For a seemingly endless moment, Kenneth stared into the depths of the secret passage, his entire body tensing with instinctive, elemental dread. The neck opening of his tunic choked him and he swallowed hard, both believing and disbelieving the evidence of his lady’s escape.

The fears making his heart stand still.

Images flashed across his mind—her warmth and softness, her passion. Memories that stretched from the very first moment he’d glimpsed her silhouetted in the tower window to the last time he’d seen her and how her green-gold eyes had lit with joy when he’d walked into this very storeroom and she’d thought the siege was over, the danger passed.

How it’d torn him to pieces to tell her she’d guessed wrong.

He drew a sharp breath, closed his eyes.

She might be Archibald Macnicol’s daughter, but she wasn’t a warrior, couldn’t wield steel against stiff-necked, hard-bitten men.

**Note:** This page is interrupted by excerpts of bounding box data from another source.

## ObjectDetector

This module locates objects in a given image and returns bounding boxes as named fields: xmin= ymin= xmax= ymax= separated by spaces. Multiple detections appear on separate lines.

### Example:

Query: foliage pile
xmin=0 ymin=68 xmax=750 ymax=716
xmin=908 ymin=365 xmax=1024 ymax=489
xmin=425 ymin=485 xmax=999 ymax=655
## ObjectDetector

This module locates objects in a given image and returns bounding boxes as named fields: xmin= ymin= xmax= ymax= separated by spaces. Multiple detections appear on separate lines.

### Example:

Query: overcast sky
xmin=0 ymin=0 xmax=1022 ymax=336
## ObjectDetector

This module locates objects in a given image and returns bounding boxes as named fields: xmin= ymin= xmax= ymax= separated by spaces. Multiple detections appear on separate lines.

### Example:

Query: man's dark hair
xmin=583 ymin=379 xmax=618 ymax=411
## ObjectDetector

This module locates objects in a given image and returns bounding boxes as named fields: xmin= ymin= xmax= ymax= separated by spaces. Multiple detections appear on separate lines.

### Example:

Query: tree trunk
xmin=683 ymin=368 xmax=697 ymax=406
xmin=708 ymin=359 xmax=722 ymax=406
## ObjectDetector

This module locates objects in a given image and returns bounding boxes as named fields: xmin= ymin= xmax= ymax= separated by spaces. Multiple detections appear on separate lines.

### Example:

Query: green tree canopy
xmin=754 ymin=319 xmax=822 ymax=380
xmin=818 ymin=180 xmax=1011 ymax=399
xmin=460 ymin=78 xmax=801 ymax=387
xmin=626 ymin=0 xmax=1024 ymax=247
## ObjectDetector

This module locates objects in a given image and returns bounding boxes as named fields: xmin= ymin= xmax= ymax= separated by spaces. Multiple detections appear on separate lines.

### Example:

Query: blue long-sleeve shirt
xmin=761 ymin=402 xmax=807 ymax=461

Seasoned fighters who lived by blood and sword.

Men without scruple, by their style.

And she hadn’t even taken the dirk he’d given her.

“May the Fiend flay the bastards,” he seethed, his fingers tightening on that dirk now, fury gripping his vitals.

Rage swept him, but he had no breath for further speech. He saw only the yawning darkness before him, felt his world tipping into the empty, gaping void.

Behind him, Nessa gave a choked cry and Cuillin’s howls turned to sharp, excited barks. Somewhere outside, the other castle dogs took up his barking. And somewhere inside Kenneth, whatever warmth had existed in his life vanished as if it’d never been.

He clenched his jaw against the cold. Saints, not even battling fierce North Sea storms had chilled him more. But so soon as the first great shudder struck him, he knew what had happened, recognized the truth with soul-ripping clarity.

With his lady’s disappearance, the sun had ceased to shine.

And he’d been plunged into icy darkness.

He stiffened, could almost feel ice coating his skin, freezing the blood in his veins. Somehow his fingers still pressed the cold stone of the angled wall and he caught a whiff of his lady’s scent lingering in the opening. Anything but comforting, that one slight trace of her undid him so thoroughly, he scarce noticed Jamie loom up beside him, torch in hand.

Hot and smoking, the torch flames danced in the chill air blowing up from the passage and Kenneth blinked, the unexpected flare of light jarring him to his senses just as Jamie pushed past into the stairwell.